Je suppose que la Cour d'appel de l'Ontario ne donnait pas à entendre que la présomption de véracité de la preuve comprend une preuve qui est extrêmement invraisemblable ou simplement ridicule.

[22] Je souhaite aussi noter qu'il y a une certaine confusion dans la jurisprudence au sujet de ce qu'exige le critère : est-ce que la preuve pourrait entraîner une responsabilité ou est-ce qu'elle entraîne cette responsabilité. Les tribunaux ont suivi les deux approches et certains tribunaux évitent la question complètement. Dans Filgueira, précité, le juge Hughes souscrit, au paragraphe 6, au passage suivant de Sopinka, Lederman et Bryant : [TRADUCTION] Le juge doit déterminer si l'arbitre des faits pourrait raisonnablement donner gain de cause au demandeur s'il croyait la preuve présentée jusqu'à ce moment là dans le procès. [Non souligné dans l'original.] Il est clair que la Cour suprême du Canada a adopté l'approche du pourrait, du moins dans les contextes du droit civil et du droit pénal, que j'ai suivie en l'espèce4 . Je ne vois aucune raison de dévier de cette approche dans l'affaire dont le Tribunal est saisi.

[23] Y a t il un fardeau de présentation différent pour l'établissement d'une preuve prima facie de discrimination dans le cas d'une requête en non lieu par rapport aux autres situations, dans le déroulement normal d'une audience, après que les deux parties ont présenté leurs preuves? On ne m'a pas posé cette question en l'espèce. Par conséquent, j'examinerai la question une autre fois.

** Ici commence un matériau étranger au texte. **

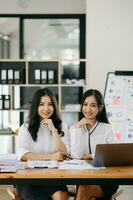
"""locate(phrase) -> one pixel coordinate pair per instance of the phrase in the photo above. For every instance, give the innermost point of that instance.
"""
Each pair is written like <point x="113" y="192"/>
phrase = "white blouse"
<point x="44" y="143"/>
<point x="82" y="140"/>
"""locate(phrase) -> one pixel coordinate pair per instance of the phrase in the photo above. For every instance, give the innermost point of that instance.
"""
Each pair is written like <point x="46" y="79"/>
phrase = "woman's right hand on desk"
<point x="59" y="156"/>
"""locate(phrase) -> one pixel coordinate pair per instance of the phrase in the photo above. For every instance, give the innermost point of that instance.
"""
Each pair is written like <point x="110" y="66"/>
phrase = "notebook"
<point x="113" y="155"/>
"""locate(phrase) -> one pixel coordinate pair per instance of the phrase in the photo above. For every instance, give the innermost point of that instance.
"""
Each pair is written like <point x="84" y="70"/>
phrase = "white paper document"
<point x="42" y="164"/>
<point x="76" y="164"/>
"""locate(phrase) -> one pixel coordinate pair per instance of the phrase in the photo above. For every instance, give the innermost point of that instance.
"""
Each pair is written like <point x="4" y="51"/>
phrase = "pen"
<point x="69" y="157"/>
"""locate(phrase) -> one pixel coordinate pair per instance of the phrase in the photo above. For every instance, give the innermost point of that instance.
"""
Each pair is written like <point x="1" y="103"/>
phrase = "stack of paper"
<point x="75" y="164"/>
<point x="42" y="164"/>
<point x="8" y="163"/>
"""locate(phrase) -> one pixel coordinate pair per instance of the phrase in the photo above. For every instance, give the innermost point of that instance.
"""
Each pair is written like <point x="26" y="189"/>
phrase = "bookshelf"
<point x="21" y="78"/>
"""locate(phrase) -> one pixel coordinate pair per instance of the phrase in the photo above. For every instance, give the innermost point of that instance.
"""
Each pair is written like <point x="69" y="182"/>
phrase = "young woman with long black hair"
<point x="43" y="137"/>
<point x="92" y="129"/>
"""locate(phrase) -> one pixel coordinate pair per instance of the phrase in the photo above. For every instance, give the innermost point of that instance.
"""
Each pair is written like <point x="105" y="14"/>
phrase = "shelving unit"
<point x="21" y="78"/>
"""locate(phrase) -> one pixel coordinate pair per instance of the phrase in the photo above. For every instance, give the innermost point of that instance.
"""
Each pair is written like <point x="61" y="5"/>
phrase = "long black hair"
<point x="102" y="115"/>
<point x="34" y="118"/>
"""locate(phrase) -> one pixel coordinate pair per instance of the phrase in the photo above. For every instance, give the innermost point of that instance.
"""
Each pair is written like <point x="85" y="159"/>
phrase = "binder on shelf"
<point x="10" y="76"/>
<point x="16" y="76"/>
<point x="1" y="102"/>
<point x="3" y="76"/>
<point x="50" y="76"/>
<point x="43" y="76"/>
<point x="6" y="102"/>
<point x="37" y="75"/>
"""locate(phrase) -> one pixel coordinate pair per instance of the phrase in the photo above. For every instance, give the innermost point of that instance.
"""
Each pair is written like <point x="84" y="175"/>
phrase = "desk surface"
<point x="110" y="175"/>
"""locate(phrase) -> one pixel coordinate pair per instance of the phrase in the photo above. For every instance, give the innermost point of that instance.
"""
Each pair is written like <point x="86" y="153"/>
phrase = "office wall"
<point x="109" y="39"/>
<point x="42" y="6"/>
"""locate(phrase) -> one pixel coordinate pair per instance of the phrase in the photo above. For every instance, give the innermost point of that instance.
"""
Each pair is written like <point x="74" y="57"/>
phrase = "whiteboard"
<point x="119" y="104"/>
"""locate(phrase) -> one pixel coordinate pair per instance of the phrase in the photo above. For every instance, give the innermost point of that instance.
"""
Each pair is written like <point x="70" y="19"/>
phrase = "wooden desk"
<point x="111" y="175"/>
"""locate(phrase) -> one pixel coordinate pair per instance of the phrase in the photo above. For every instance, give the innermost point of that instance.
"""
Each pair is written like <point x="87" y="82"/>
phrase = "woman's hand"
<point x="59" y="156"/>
<point x="87" y="157"/>
<point x="50" y="125"/>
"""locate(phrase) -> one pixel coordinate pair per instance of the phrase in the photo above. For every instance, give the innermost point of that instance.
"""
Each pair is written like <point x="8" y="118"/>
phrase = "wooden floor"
<point x="127" y="193"/>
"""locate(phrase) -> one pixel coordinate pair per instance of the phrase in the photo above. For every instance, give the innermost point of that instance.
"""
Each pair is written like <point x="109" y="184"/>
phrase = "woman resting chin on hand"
<point x="43" y="137"/>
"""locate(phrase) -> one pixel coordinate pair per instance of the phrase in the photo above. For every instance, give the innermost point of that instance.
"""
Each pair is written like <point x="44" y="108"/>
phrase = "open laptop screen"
<point x="113" y="155"/>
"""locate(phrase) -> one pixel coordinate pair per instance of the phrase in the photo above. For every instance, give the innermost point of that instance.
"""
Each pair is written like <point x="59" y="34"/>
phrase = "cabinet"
<point x="19" y="79"/>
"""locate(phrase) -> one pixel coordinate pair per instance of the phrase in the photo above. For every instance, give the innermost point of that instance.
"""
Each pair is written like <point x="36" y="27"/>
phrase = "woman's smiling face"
<point x="90" y="108"/>
<point x="45" y="108"/>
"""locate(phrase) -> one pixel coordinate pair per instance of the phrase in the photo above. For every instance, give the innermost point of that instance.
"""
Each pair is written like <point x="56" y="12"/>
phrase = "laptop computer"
<point x="113" y="155"/>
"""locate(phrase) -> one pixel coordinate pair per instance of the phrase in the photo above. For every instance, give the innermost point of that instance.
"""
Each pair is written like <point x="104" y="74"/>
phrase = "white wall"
<point x="42" y="6"/>
<point x="109" y="39"/>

E. Les allégations et les faits dont il est question dans la requête en non lieu

[24] J'appliquerai maintenant le droit en matière de requête en non lieu aux allégations et aux faits en litige en l'espèce. La GTAA soutient qu'il n'y a pas de preuve, qui, si on lui prête foi, peut appuyer une conclusion de responsabilité contre elle pour discrimination au sens de l'alinéa 7a) ou 7b) de la LCDP et qui porte sur l'un des motifs de discrimination illicite cités par la plaignante. La plaignante soutient le contraire.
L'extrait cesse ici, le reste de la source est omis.